The People's Bank of China (PBOC) recently reduced two key policy rates, indicating a forthcoming decrease in the country's benchmark lending rates. The central bank injected a significant amount of liquidity into the economy, providing 401 billion yuan ($55.24 billion) via the one-year medium-term lending facility. The interest rate for this facility was lowered to 2.50% from the previous 2.65%. Additionally, the PBOC offered CNY204 billion in funds through seven-day reverse repurchase agreements at an interest rate of 1.90%, down from 1.80% previously.
This latest rate cut follows a similar 10 basis point reduction made by the PBOC in June, which successfully influenced lower benchmark loan rates.
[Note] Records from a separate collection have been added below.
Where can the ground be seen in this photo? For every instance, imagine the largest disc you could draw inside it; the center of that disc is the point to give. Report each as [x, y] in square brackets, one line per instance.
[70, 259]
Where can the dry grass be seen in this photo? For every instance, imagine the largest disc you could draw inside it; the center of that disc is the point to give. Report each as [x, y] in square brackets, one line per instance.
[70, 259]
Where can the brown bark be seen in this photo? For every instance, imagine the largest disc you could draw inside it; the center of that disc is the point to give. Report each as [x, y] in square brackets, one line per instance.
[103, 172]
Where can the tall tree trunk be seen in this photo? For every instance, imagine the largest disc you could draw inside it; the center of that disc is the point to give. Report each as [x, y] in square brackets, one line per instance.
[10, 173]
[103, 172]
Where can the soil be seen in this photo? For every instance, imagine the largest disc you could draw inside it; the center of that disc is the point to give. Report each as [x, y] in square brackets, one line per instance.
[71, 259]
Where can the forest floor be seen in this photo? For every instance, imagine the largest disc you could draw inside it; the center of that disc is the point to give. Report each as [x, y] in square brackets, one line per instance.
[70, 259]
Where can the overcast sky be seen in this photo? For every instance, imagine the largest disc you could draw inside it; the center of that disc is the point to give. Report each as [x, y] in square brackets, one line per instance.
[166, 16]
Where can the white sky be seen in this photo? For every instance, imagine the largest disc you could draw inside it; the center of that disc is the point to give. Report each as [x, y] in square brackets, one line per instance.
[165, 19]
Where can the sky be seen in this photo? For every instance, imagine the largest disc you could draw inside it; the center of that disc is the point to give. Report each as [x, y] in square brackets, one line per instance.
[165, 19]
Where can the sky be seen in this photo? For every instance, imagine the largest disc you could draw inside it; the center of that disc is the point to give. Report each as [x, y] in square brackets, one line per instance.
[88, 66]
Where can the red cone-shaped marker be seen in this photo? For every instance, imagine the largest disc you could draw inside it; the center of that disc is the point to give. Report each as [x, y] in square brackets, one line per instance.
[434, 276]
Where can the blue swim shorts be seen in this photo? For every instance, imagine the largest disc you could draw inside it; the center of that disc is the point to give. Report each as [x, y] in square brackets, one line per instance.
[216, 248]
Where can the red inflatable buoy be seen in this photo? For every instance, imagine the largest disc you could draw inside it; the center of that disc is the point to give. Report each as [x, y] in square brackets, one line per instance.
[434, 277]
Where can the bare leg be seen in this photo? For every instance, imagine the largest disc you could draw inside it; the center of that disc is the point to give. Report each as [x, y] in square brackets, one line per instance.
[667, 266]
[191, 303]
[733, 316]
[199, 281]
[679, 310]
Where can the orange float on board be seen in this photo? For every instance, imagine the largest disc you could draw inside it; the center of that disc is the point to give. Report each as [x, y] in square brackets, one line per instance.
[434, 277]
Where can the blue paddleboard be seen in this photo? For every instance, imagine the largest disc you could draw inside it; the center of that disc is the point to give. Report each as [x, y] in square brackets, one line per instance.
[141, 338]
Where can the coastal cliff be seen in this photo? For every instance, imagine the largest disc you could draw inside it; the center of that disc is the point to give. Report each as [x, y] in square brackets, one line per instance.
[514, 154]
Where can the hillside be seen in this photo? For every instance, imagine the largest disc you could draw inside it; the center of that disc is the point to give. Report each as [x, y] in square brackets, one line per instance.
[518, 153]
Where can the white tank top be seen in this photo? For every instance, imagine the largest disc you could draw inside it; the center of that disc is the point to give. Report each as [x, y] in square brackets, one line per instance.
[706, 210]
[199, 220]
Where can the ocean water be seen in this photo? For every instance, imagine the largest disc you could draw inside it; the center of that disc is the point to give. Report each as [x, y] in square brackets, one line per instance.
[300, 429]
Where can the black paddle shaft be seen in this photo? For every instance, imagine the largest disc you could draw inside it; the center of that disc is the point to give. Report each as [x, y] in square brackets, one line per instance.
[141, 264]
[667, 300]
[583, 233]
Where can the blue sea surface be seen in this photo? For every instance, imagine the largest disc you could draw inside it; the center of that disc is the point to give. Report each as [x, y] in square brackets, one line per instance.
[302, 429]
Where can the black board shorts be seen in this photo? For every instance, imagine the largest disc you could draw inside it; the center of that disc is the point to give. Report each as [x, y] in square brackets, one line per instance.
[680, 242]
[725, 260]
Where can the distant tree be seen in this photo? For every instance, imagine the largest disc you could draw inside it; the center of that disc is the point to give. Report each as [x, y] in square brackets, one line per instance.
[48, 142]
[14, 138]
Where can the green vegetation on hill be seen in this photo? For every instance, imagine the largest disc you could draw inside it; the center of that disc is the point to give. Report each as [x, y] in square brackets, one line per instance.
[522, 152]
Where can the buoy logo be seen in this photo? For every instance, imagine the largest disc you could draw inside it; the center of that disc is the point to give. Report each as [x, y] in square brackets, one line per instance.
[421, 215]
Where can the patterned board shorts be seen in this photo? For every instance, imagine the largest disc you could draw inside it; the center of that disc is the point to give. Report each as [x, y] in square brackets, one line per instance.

These recent moves by the central bank reflect the concerns surrounding China's slowing economy and the need for substantial policy support to stimulate growth.
Economists caution that such interest-rate cuts could potentially widen the yield gap between China and the United States, putting further pressure on the yuan. However, a senior official from China's central bank assures the public that a range of monetary-policy tools, such as reserve requirement ratio cuts, open-market operations, and medium-term lending facilities, will be utilized flexibly to ensure sufficient liquidity within the country's banking system.
Overall, these developments signify China's proactive measures to address economic challenges and maintain stability in the financial sector.